TRILOGIA DAS DEUSAS - A MENINA, A MULHER E A BRUXA


                            Baixe o edital clicando AQUI

TRILOGIA DAS DEUSAS - A MENINA, A MULHER E A BRUXA


 Por Margarida Montejano

Patricia Cacau

Agora vamos para trilogia.

Virgem (Se Essa Lua Fosse Nossa)

Mulher na fertilidade (Ciranda de Deusas)

Mulher na sabedoria (I Tomo das Bruxas)

A mulher nas 3 fases da sua existência.

Formando o tripé*

 

Se essa Lua fosse Nossa

 

É manhã… muito cedo ainda…

Me ponho a olhar. Fixo os meus olhos e, a retina enfeitiçada vê a menina faceira, virgem, cheirando a alecrim e à flor de laranjeira.

 

Maria, Isabel, Marta, Teresa… Quanta energia, quanta beleza!

 

Leve e solta, canta com o sol e o vento.

Corre feliz entre os campos e, de espírito livre com flores se enfeita, na relva se deita!
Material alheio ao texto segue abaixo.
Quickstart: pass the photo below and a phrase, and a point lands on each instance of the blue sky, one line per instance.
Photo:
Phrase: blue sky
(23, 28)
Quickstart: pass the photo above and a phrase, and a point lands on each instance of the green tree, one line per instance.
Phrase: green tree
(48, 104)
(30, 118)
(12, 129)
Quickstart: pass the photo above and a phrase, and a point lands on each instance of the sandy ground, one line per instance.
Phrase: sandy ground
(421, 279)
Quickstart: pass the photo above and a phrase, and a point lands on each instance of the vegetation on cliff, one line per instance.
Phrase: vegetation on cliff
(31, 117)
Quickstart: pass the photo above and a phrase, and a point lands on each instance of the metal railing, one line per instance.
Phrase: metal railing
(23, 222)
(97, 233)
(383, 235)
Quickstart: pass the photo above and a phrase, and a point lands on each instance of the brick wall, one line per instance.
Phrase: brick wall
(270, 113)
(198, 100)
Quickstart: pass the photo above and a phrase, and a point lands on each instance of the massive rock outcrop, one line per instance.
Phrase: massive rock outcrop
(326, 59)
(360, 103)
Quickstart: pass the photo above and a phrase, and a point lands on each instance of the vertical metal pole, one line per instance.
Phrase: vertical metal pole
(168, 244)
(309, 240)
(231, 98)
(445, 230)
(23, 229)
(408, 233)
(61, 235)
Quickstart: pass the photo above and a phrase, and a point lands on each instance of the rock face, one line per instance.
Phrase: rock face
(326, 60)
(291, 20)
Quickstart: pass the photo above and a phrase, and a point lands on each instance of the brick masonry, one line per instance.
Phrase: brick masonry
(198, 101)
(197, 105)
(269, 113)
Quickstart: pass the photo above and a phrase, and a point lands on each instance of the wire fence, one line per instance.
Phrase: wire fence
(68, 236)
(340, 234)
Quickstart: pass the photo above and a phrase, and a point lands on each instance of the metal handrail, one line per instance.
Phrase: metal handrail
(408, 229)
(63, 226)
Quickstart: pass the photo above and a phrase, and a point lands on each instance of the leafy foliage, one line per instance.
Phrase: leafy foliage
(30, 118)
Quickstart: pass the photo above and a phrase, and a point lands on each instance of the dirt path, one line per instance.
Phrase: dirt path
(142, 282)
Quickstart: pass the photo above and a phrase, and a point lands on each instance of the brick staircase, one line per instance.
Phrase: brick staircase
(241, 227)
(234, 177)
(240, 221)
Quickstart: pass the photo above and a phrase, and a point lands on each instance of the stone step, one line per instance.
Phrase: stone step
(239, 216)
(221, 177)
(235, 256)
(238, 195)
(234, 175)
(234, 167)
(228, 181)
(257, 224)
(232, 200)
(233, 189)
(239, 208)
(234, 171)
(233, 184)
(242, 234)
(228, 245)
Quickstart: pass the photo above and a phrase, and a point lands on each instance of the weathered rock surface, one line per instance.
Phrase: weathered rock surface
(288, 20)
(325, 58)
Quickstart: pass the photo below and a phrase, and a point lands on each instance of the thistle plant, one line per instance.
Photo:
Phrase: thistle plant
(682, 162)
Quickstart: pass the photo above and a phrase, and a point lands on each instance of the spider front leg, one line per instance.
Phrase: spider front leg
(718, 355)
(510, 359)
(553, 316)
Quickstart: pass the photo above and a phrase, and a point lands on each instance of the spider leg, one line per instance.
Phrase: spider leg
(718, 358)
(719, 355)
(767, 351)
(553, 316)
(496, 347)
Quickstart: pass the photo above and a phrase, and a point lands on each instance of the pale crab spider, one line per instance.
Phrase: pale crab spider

Oh criatura divina que a lua do céu ilumina! 

Que da boca escorre mel! Que ofusca as estrelas do céu!

 

Fátima, Conceição, Imaculada,

Margarida e Rosário…Fiam a noite, tecem o dia, experimentam a vida!

 

Vejo  outra menina igualmente bela,

preta, branca, vermelha, amarela,

a desfilar sua singularidade entre carros e arranha céus!

Seja no campo ou na cidade ou, de qualquer ponto do universo,

as meninas encantadas, perfumam as noites estreladas 

e  à lua, declaram em prosa e verso o seu amor no papel.

Numa aquarela, seduzem, inspiram… ah se essa lua fosse nossa!

Enternecidas, cantam o amor próprio e viajam para a lua, a Consolação, a Rita de Cássia, a Glória e a Aparecida!

 

Uma Ciranda de Deusas

Afastem de mim a sua Filosofia!

Joguem fora estas Poesias de Amor!

Tessalonicenses 4:16-18

 

É tarde, mas… cedo ainda para ela. Para elas!

Pego-me a admirar a formosa mulher que de botão, flor se fez. Faz de conta que o tempo não passa e a bela corajosa, canta espantando os males e as tardes ensolaradas, encanta.

 

Da Penha, Ana, Das Dores, Gorete e Catarina, aos olhos da mãe em noite de lua, são elas ainda meninas

 

Com a alma lavada nas noites enluaradas, escreve receitas, rabisca poesias, aprende com os erros, acalma o vento e, do tempo, os temores.

Ensina o amor e inventa a esperança.

O tempo e as agruras da vida, enfrenta.

Seguem Ana, Madalena, Clara e Remédios, o caminho das pedras, no enfrentamento das dores.

 

Luta na labuta do dia e sonha na candura da noite.

Destemida, cuida da casa, da roça e das crias.

Tão fértil é ela que gesta em seu ventre a luz

e, o dia é pouco para o tanto que faz!

Ela, somente ela é capaz de, ao mesmo tempo, três verbos conjugar - amar-perdoar-seguir. 

 

Rosa, Edwirges, Luzia, Patrícia  e Helena…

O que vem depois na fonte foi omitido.